I totally agree; it would make the one night stand into two sins. The availability of contraceptives have generally encouraged this kind of sin by implying you can remove the consequences from your sins.

What I was trying to say was that the daughter should’ve been worried about the premarital sex even more than she was worried about the condom (which apparently worried her enough to avoid them).
 
Thank you for this topic. It’s one that gnaws at me.

The only suggestion I have for you, as I’ve never been in a situation such as yours, is to list-in writing- what’s good and bad about it, then go to your wise friends and talk about it, then pray about it, then make your decision which you can live with with the most peace of mind.

When I was younger, much younger!, I was rebellious while my parents were proper Catholics. I can tell you which of their approaches with me worked, and which ones didn’t.

Condemning didn’t work. A smug parent telling me how terrible a person I was didn’t help at all. Continuing to tell me I was loved helped. Respecting me but keeping a distance to safeguard their own moral lives helped. Letting me go helped. Living their own lives, like when I’d see my dad sneak off to confession, yet not doing these things just so I’d see them but because that’s just what he does, helped a lot.

I do believe that if we’re all concentrating on our own spiritual development that we don’t have much time to concentrate on another’s.

Otherwise, I have no idea.

I was drawn to this topic because I have troubles with exactly WHAT IS “honoring one’s father and mother.”

And in the case of abuse and neglect by a parent, how does an adult child honor that parent?

I keep having to bring this sin time and time again to confession, because I’ve been resentful towards my parents for a long time, and I don’t want to be like this - but some of the things that happened to me while a kiddo have scarred me which I believe was in some part due to bad parenting.

What I want is to completely forgive them, but they can still hurt me today, even with a word.
 
Hi! I am new to this thread. I noticed that a lot of the questions and comments about honouring one’s father and mother have to do with sexuality, but my question is not. This is a question to which I really need an answer, because something has been going on in my family in which I do believe that my brother is not honouring our mother.

In Mark 7:8, it is stated that if we give to God (word used means that the money/gifts can be given only to God and no one else, such as the Pharisees, in this case, giving to keep the Temple up) and ignore one’s needy parents, that this negates the whole Commandment of honouring our parents and also Christ quotes the verse from Deuteronomy that “he who curses his parents is also cursed”… the OT verse goes on to say that the jperson “cursing his parents” should die. But God obviously considers not helping out needy parents, even if it is to give to God, to be cursing one’s parents.
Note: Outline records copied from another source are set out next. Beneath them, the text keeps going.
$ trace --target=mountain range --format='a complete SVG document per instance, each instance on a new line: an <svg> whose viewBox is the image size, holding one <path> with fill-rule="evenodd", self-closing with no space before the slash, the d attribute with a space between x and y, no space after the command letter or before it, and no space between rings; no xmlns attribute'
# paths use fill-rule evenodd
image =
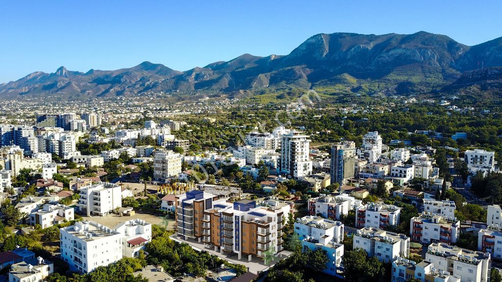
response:
<svg viewBox="0 0 502 282"><path fill-rule="evenodd" d="M0 84L0 98L82 99L176 90L231 93L284 85L335 85L339 87L333 89L369 94L421 93L459 85L469 72L493 67L502 67L502 37L468 46L425 32L321 34L287 55L245 54L184 72L149 62L112 71L83 73L61 67L51 73L35 72Z"/></svg>

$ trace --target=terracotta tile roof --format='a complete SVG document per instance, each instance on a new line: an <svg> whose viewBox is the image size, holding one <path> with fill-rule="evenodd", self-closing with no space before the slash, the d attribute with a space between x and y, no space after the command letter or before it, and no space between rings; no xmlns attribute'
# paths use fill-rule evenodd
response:
<svg viewBox="0 0 502 282"><path fill-rule="evenodd" d="M162 201L172 201L174 202L176 199L176 196L174 195L166 195L164 196L162 199L161 199Z"/></svg>
<svg viewBox="0 0 502 282"><path fill-rule="evenodd" d="M66 198L67 197L69 197L72 195L73 195L73 191L67 191L63 190L56 194L56 196L58 196L60 198Z"/></svg>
My brother considers my mother to be “extended family”. According to the Bible, is she extended in the sense that the wife is more important? I always thought that neither was more important, that we are to honour and help our parents all of their lives. This would be indicative in Christ in all His agony on the Cross providing for His mother, between the sacred relationship daughter-in-law and mother-in-law when Christ speaks of bringing a sword which will divide, and when Jesus went into Peter’s house, his mother-in-law was living with them and Christ cured her - it was taken for granted that the widowed parents or elderly parents would be provided for by their children.

My brother is between a rock and a hard place. As far as I know, he will not stop tithing to give more to my mother. He said that he did not interpret the verse in the same way I do. I don’t know, but looking at it, it’s a pretty clear statement from Christ. He will not provide for my mother if it means going into hock, his wife will always come first. He has just lost a job and is looking for another. My attitude is go out and pump gas even if that only comes up with the amount my mother needs from him.

The problem has been solved. But what do the more apologetically inclined people have to say about this?

Please someone give me a response. Thank you.